Our Evenings

Critics love Alan Hollinghurst’s work. They receive every new novel with rapturous reviews. They applaud the elegance of his prose, the emotional precision of his observations, the brilliance of his characterizations, and celebrate him as the great chronicler of gay lives and experience in recent decades. His most recent novel, Our Evenings, has been greeted in very much the same vein, with some critics saying it is his best yet.

We meet Dave Win at the beginning of the novel looking back on his early life from the vantage point of middle age. With an English mother and an absent Burmese father, Dave’s dark skin makes him a target at a rural boarding school in postwar England. Dave is a scholarship boy of very limited means (his mother is a seamstress), and the beneficiary of a rich patron’s generosity. His school friends are well aware of his precocious intelligence and his relative poverty, and his status as the outsider looking on from the sidelines is confirmed as he moves to Oxford. He excels there as a student actor and, after university, drifts into acting jobs in television and theatre.

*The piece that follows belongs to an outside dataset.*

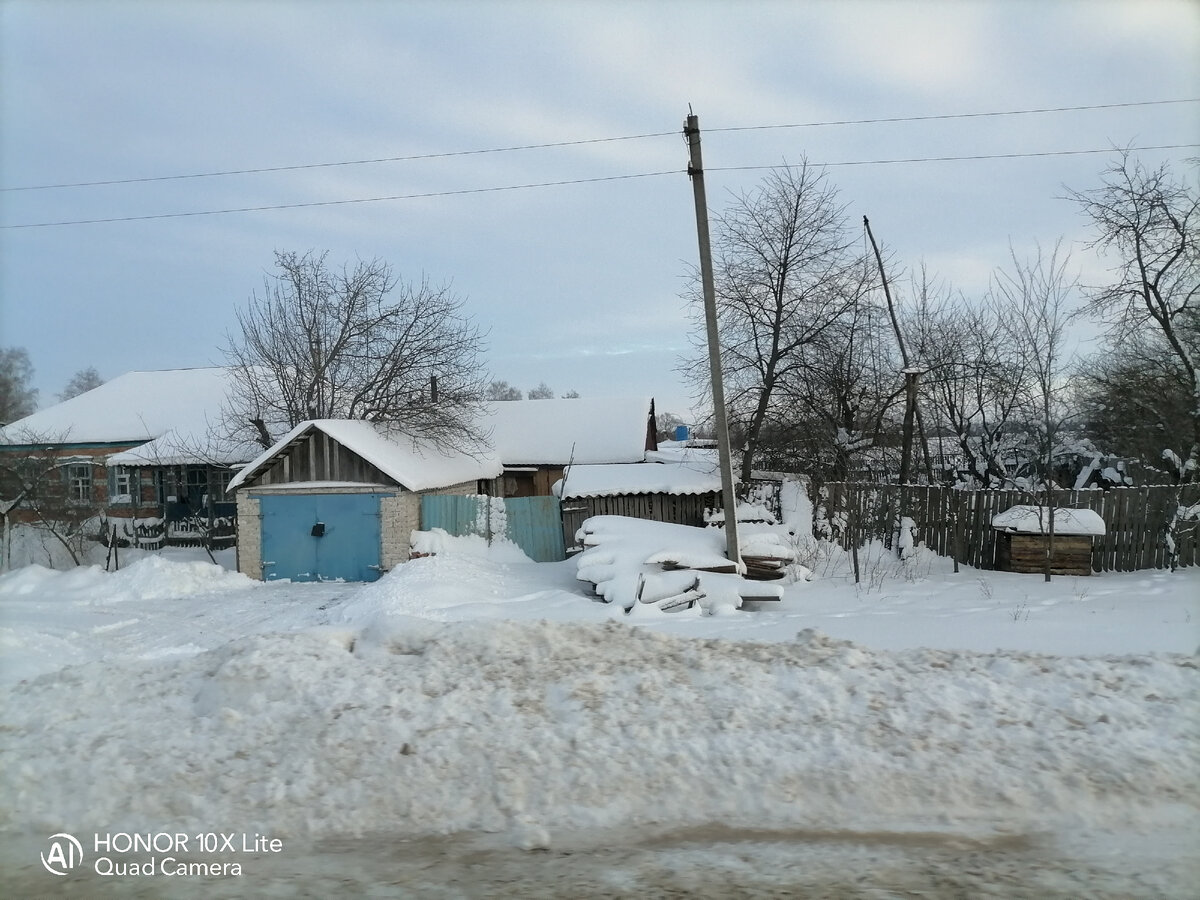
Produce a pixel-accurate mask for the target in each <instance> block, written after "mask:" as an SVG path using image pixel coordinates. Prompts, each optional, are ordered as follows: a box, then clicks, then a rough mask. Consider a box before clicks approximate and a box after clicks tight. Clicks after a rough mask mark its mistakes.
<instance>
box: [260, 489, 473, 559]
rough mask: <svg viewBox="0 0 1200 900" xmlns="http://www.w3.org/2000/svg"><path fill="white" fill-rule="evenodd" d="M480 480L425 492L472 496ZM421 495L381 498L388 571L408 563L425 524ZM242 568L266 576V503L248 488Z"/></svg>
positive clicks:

I felt peculiarly detached from Our Evenings. It was easy to admire Hollinghurst’s style, but little here really engaged me, other than perhaps the touching portrayal of Dave’s love for his mother. I think that may be because so much of the ground felt well trodden by novelists of the past. The man, defined as an outsider by his race, skin color, social class, and sexuality, looking into, but never fully joining, the lives of his “betters” is a theme that many others have felt drawn to, and it takes some special ingredient to elevate it to somewhere that feels new and special. I could not detect or experience that ingredient and I closed the book at the end with a feeling of admiration but no real sense of immersion.